Total Shareholder Return since 2006
PepsiCo 56% vs. CCE 187%, Coca-Cola 123%, Hershey 106%, Consumer Staples Index 95%
EPS CAGR 2006-2012
PepsiCo 5% vs. Consumer Staples Index 9% and Coca-Cola 9%; total EPS growth only 36% vs. 71% staples average
2013E EPS growth
7.3% for PepsiCo vs. 9.3% peer average, at the low end of long-term 'high single digit' guidance
EBIT margin before advertising (2012)
PepsiCo 18% vs. peer average 25% (Coca-Cola 30%, Dr Pepper 26%, Hershey 26%)
Estimated global beverage EBIT margin (2012)
PepsiCo 12% vs. peer average 18% (Coca-Cola 23%, DPS 18%, CCE 13%)
Mondelez EBIT margin (2012)
12.2% vs. 16% peer average and 18.3% snacks average — ~380bps below peers, a ~$16bn opportunity
Claimed productivity + synergies 2009-2012
$2.8bn ($1.31/share) delivered only $0.42 of EPS growth; 2011-2013 plans ($1.05/share) drove 0% EPS CAGR
Announced synergies in large-cap consumer M&A precedents
Average 8.3% of target sales across 16 deals; implies ~$3bn in PEP/MDLZ (up to $33bn capitalized)
Pro-forma accretion (Alt A)
32% EPS accretion and 27% dividend increase by 2016 vs.
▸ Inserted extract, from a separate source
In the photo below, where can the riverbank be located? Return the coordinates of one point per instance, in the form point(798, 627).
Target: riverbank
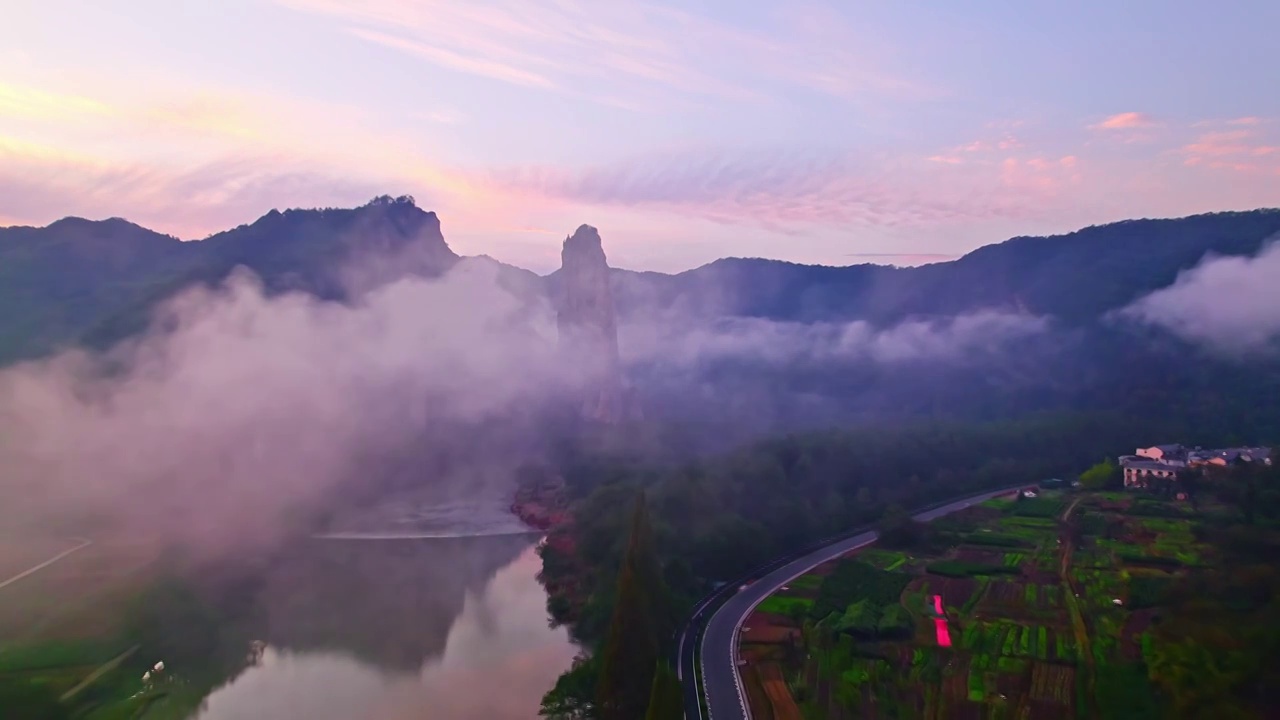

PepsiCo standalone
Market reaction to March 2013 merger rumors
PEP +4% and MDLZ +7% over one week despite PEP being the assumed acquirer
12/31/15e implied value per share
Status quo $108 (+28%); Spin NA bev $136; Spin Americas bev $138; Spin all bev $144; Buy MDLZ + spin bev $175

Pattern membership

Where this document fits across the library's 12 rhetorical / structural patterns.

Precedents cited

  • InBev / Anheuser-Busch 2008 (targeted 9% of sales in synergies, achieved 13%, drove 830bps margin expansion)
  • Kraft / Cadbury 2009 (successful unsolicited cross-border consumer transaction)
  • P&G / Gillette 2005 (all-stock structure analogue)
  • Kraft / Nabisco 2000
  • Unilever / Bestfoods 2000
  • PepsiCo / Quaker Oats 2001
  • Mars / Wrigley 2008
  • Danone / Numico 2007
  • Hindustan Unilever and Unilever Indonesia (EM pure-play multiple precedents)

Notable slides (6)

Notes

Classic Trian 'white paper' deck — dense, analytical, text-led rather than chart-led, with a distinctive 'two alternatives' structure (A: merge with Mondelez + spin beverages; B: clean snacks/beverages separation) rather than a single binary ask. The final value-ladder on p.59 ($85 current → $108 status quo → $136/$138/$144 separation variants → $175 Mondelez-merger-plus-spin) is the signature synthesizing chart and a good example of the 'show every option with quantified upside' playbook. Stake disclosed as a dollar figure ($1.3bn) not a percentage, so stake_disclosed_pct left null. No named CEO villain despite strong structural critique — Indra Nooyi is not attacked by name. PepsiCo management publicly declined the Mondelez path; Trian later won a board seat at Mondelez (2014) and abandoned the PepsiCo break-up push in 2015 after PEP rallied. Peer table on p.44 (37 of PEP's top 40 holders also own MDLZ) is a distinctive 'shareholder overlap' argument rarely seen in activist decks.